I glance behind me at the phone where it still rests on the coffee table. “The recorder’s off.” I say it just to be sure. “This is off the record.”
“Yes, it’s off.” He rolls his eyes. “And of course it’s off the record. You know, right, that you’re going to have to trust me eventually?”
“I already told you. I don’t trust anyone. It’s nothing personal.”
“Don’t.”
“Don’t what?” I’m as exasperated as he is now. I hate it when he does the cryptic thing.
“Don’t do that. Don’t act like there’s nothing personal between us. I f*cked up last night—I know I did. And if, when we’re done dealing with your stuff you still feel up to getting into mine, then I’ll tell you all about why I freaked out the way I did this morning. But don’t act like what’s happened between us over these last four days isn’t personal.” He picks me up, puts me back on his lap, and this time there’s barely room enough to slide a piece of paper between us. “Because it is, and you damn well know it.”
He’s right. I may not want him to be, but he is. Just because neither of us had planned for it, doesn’t mean it didn’t happen just the same.
And so I tell him. About the bathwater. About the shower gel I haven’t used for months. About the gardener and the ruined plants and the rows upon rows of belladonna. I tell him all of it, growing more and more anxious with each detail I reveal.
Ian listens through it all, interrupting only to ask a question or to clarify some detail I glossed over in my determination to get this finished as soon as possible.
And when I’m done—when I’m empty and distraught and so, so scared, he gathers me in his arms and whispers that everything’s going to be okay. That I’m not crazy. That somehow we’ll find a way to fix all of this.
I don’t believe him.
I want to—God, do I want to. But years of living in Hollywood—of seeing smoke and mirrors used time and again to hide the fact that everything falls apart—makes it impossible.
That doesn’t stop me from letting him gather me in his arms, though. It doesn’t stop me from reveling in the small kisses he presses all over my face. And it sure as hell isn’t going to stop me from asking him for the story he promised me in return for mine.
Chapter 23
Jesus Christ. She’s been through the f*cking ringer, hasn’t she?
First, she’s spent her life dealing with that mother of hers, who obviously loves her, but just as obviously feels upstaged by her and does whatever she can to remedy that whenever she can.
Then William Vargas invades her childhood and, I’m pretty certain, turns it into the stuff of nightmares no matter how she tries to hide it.
And finally, to top it all off, she lands the most iconic role of her career only to find herself straddling the edges of her own sanity because some jerk has it out for her.
She just can’t catch a f*cking break.
The thought infuriates me, almost as much as the idea of some * with access gaslighting her just to see her squirm. Maybe I’m wrong. Maybe that’s not what’s happening here. But frankly, I know crazy, and Veronica isn’t it. Which means someone else is pulling the strings here. Someone else wants to discredit her, wants her to think she’s crazy. The only questions are who and why.
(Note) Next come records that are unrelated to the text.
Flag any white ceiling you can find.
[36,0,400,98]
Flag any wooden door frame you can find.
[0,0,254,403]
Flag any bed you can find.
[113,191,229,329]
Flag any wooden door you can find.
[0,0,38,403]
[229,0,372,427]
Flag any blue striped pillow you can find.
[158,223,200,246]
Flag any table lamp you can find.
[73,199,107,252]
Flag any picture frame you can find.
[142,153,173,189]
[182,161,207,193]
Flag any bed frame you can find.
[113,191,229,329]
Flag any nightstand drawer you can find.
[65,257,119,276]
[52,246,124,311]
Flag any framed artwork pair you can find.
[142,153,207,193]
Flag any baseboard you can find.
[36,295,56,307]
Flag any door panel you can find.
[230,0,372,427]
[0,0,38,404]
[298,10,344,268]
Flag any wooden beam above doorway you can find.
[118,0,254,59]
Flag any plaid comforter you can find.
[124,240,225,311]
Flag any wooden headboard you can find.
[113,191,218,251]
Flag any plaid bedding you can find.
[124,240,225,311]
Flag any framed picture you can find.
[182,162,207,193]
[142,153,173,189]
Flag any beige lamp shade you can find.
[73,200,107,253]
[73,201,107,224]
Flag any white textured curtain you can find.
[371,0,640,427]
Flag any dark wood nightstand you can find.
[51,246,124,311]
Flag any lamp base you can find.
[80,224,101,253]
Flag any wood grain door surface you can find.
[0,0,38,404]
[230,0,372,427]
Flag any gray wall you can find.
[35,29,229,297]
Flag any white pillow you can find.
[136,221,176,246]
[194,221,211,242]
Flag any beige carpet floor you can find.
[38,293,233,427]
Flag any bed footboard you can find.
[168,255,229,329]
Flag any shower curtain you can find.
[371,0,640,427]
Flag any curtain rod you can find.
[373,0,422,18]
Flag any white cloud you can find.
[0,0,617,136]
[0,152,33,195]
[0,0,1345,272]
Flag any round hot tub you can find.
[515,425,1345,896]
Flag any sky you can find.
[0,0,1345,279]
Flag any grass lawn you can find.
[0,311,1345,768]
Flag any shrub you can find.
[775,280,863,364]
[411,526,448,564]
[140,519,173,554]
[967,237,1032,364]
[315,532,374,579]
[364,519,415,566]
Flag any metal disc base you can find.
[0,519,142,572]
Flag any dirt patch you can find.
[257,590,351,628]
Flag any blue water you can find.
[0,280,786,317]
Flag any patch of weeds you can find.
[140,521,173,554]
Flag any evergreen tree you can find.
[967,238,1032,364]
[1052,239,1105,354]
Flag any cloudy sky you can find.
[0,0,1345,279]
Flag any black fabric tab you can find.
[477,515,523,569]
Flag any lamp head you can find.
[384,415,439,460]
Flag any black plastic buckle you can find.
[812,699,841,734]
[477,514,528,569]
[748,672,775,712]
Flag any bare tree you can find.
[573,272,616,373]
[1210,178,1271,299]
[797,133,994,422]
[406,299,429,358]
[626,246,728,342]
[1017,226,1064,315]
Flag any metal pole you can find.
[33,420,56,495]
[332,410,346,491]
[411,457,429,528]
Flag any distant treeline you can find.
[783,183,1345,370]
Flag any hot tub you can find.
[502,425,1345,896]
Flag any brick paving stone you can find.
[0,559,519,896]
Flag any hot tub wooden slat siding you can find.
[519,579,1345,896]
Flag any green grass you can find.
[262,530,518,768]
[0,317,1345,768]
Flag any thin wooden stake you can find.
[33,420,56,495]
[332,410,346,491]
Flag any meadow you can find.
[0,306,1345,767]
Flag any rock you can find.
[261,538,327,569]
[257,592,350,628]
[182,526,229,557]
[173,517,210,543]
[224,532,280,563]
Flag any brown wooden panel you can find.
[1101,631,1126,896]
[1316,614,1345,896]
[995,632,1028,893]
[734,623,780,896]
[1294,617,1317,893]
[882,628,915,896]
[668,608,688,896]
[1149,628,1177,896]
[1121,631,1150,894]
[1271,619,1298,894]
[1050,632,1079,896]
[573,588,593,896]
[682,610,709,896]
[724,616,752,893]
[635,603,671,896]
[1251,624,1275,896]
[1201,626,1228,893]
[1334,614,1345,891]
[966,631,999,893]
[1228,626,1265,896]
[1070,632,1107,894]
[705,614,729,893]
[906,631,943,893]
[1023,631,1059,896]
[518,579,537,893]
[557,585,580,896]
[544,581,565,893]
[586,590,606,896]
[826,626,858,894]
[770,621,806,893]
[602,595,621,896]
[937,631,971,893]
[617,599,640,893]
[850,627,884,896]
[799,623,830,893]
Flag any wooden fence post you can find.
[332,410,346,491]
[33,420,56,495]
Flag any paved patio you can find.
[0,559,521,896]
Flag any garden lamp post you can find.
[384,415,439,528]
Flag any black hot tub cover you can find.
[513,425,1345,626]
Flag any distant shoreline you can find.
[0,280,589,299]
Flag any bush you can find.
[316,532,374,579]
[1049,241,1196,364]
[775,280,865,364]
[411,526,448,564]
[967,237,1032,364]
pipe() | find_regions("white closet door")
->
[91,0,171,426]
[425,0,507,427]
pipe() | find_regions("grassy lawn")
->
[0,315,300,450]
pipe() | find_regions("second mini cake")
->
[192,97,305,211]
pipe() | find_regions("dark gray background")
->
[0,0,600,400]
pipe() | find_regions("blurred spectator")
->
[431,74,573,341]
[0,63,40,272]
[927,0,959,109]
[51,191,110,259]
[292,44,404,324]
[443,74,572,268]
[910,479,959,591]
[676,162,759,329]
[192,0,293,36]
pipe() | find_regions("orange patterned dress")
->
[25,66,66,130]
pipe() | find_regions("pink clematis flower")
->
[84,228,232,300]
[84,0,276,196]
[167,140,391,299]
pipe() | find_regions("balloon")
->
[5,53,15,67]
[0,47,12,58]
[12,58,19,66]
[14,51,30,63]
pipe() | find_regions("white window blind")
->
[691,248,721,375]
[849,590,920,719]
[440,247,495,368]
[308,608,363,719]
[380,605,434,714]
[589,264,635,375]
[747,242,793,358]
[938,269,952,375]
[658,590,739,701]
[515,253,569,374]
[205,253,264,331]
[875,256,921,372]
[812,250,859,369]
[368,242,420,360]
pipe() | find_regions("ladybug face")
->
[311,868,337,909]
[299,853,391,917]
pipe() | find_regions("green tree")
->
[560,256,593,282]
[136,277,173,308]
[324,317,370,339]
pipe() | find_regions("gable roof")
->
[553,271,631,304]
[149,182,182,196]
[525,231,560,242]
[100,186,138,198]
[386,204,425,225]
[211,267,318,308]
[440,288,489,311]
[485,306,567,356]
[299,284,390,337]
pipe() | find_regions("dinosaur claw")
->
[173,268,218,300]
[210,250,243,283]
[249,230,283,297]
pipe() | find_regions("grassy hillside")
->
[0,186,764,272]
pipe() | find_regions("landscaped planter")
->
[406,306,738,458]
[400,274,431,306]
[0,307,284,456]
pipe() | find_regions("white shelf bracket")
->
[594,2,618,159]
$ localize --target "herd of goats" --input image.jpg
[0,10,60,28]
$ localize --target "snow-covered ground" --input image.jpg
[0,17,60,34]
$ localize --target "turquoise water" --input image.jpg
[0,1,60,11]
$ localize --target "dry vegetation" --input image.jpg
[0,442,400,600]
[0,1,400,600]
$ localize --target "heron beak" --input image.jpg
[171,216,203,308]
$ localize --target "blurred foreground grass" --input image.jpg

I start to ask her about it, think about poking around inside her head to see what she knows about who might be doing something like this to her. But it’s nearly dawn and frankly, she looks exhausted. Tomorrow, or more precisely, later today will be soon enough to badger her.
No wonder she has trust issues. Someone who knows her pretty well, someone who has access to her life, is trying to make her think she’s insane. In my book, it doesn’t get much worse than that.